The Evil Compiler

Compiler is the new enemy

The Evil Compiler

This code include 2 core statement

cout<<*str<<endl;
cout<<*str++<<endl;

But it will give a different result

cout<<*str<<endl<<*str++<<endl;

Run this code in VS2013

#include <iostream>

using namespace std;

int main()
{

	char* str = "abcdefg";
	char* str_h = str;
	// 1st statement
	cout <<"*str=	"<< *str << "	pos= " << str - str_h<<endl;

	// 2nd statement
	cout << "*str++=	" << *str++ << " 	pos= " << str - str_h << endl;
	cout<<"pos= " <<str - str_h <<endl;

	cout << endl<< "str = str_0" << endl << endl;
	str = str_h;
	// 3rd statement
	cout << "*str=	" << *str << "	pos= " << str - str_h << endl
	<< "*str++=	" << *str++ << " 	pos= " << str - str_h << endl;

	cout<<"pos= " <<str - str_h <<endl;

	char t;
	cin >> t;
	return 1;
}

Here is the result:

VS2013

alt text

The 3rd statement give an obvious wrong.

cout<< *str <<endl<< *str++ <<endl;

I believe this is the compilier doing. I guess the compiler try to optimize the increment(++) operation by execute the statement with ++ first. So the code execution sequence is

//cout<<*str<<endl<<*str++<<endl;
*str 	// the last one, so the output is 'a'
str++	// 
*str 	// the first one

g++4.8.2

alt text

For g++ even the 2nd statement is “wrong” When execute

cout << "*str++=" << *str++ << " 	pos= " << str - str_h << endl;

the output str - str_h should be executed after str++, so it’s pos should be 1

But here str - str_h is obviously executed after str++, so it’s pos is 0;

Then in the next line, the pos afterwards is 1

Reference

But in this case, I guess sequence point doesn’t matter, because the computation of *str and *str++ individually are well defined. But it is the sequence of executing them make the difference.

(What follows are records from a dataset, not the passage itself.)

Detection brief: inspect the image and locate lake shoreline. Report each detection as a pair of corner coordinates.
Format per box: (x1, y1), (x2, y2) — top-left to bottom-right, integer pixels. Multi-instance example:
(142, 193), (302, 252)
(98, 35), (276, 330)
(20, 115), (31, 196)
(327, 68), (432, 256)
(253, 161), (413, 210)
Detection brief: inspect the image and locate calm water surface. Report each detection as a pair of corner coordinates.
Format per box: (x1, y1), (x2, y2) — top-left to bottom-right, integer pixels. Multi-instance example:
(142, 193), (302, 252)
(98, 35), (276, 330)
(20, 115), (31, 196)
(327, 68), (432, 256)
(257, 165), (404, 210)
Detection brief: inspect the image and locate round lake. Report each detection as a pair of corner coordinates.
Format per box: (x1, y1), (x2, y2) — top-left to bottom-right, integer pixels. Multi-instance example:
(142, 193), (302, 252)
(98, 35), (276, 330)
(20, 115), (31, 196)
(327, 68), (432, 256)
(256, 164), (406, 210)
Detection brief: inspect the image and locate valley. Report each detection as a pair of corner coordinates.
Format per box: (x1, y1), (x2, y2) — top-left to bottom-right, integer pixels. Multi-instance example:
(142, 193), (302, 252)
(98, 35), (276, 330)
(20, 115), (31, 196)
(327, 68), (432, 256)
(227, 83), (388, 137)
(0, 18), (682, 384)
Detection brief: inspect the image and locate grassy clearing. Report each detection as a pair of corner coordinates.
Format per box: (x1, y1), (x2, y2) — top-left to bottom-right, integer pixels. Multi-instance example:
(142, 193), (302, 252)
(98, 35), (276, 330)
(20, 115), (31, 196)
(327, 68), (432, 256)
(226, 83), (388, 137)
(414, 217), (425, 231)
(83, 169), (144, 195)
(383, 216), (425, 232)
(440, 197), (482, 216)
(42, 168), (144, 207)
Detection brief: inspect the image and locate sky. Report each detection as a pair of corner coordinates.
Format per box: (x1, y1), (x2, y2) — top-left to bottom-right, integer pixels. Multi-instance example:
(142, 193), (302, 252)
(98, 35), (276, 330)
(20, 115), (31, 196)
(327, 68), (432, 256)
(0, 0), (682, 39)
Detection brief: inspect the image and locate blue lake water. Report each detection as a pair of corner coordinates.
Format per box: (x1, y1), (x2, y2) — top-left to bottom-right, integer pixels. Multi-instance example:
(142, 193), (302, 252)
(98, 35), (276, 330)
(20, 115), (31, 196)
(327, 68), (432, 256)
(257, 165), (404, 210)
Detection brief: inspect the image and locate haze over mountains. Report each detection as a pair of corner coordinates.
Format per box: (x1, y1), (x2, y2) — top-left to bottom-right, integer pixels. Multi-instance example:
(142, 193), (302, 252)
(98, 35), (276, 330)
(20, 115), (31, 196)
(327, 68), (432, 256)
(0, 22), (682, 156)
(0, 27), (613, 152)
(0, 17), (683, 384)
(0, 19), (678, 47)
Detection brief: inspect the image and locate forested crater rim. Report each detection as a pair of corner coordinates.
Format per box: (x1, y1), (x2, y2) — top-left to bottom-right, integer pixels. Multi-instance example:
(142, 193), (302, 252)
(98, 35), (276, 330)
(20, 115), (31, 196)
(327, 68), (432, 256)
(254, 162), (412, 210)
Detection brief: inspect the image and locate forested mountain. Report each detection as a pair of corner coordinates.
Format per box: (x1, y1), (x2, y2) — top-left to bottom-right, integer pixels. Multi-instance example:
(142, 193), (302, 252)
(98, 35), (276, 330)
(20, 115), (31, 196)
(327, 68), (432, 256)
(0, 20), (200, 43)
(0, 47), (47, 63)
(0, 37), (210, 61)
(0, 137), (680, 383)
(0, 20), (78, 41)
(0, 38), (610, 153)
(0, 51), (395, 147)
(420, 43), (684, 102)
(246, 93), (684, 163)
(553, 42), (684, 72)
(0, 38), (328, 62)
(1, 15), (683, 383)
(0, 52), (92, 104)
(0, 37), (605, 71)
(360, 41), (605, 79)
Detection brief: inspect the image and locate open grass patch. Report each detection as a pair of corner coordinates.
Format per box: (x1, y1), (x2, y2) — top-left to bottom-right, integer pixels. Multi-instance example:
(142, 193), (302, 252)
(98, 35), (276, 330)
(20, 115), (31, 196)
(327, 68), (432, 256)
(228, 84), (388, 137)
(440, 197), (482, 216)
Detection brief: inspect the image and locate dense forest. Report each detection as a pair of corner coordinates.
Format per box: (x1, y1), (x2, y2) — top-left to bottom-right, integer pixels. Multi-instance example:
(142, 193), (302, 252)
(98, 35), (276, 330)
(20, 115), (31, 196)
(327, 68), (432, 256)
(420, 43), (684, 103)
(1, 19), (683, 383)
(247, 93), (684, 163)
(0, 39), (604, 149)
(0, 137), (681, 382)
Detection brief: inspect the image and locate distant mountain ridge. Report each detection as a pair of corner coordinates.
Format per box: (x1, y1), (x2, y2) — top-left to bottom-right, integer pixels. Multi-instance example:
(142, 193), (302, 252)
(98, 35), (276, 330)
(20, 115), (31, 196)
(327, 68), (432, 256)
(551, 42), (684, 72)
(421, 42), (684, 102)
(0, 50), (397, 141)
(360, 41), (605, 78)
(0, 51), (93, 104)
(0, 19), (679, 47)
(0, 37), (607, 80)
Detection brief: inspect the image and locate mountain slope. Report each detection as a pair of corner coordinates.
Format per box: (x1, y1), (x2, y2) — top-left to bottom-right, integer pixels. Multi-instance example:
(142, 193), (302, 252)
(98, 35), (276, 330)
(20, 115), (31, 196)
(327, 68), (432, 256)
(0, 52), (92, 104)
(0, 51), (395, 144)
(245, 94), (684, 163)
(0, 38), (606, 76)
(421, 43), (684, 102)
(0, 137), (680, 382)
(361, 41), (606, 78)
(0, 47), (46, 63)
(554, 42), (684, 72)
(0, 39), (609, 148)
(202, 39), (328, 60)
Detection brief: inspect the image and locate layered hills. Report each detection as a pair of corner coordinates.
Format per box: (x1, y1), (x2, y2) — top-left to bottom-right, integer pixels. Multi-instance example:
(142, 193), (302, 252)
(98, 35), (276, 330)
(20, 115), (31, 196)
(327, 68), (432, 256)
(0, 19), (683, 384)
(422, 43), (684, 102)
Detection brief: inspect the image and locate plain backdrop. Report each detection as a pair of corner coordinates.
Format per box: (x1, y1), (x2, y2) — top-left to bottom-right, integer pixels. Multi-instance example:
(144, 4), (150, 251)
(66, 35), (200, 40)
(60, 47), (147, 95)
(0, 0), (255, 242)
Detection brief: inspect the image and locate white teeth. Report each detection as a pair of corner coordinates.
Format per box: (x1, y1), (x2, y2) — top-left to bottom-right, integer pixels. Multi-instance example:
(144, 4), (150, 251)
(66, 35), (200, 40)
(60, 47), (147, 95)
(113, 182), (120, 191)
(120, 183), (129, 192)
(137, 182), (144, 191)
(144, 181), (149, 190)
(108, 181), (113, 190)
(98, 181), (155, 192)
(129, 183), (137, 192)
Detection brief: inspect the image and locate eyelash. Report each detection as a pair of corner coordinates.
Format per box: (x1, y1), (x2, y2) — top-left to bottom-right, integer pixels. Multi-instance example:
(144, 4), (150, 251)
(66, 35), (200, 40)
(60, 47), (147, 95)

  • This answer observes that just because the ++ comes after the variable does not mean that the increment happens late. The increment can happen as early as the compiler likes as long as the compiler ensures that the original value is used.

Conclusion

The reason of this strange behavior is that the statement is an Undefined Behavior(UB). So there is no standard to define the execution of this statement. Thus the compiler could do whatever to optimize the code and in both MSVC and GCC does optimization in a way we didn’t expect.

Update

It turns out that C++ primer (5th edition) already covered this.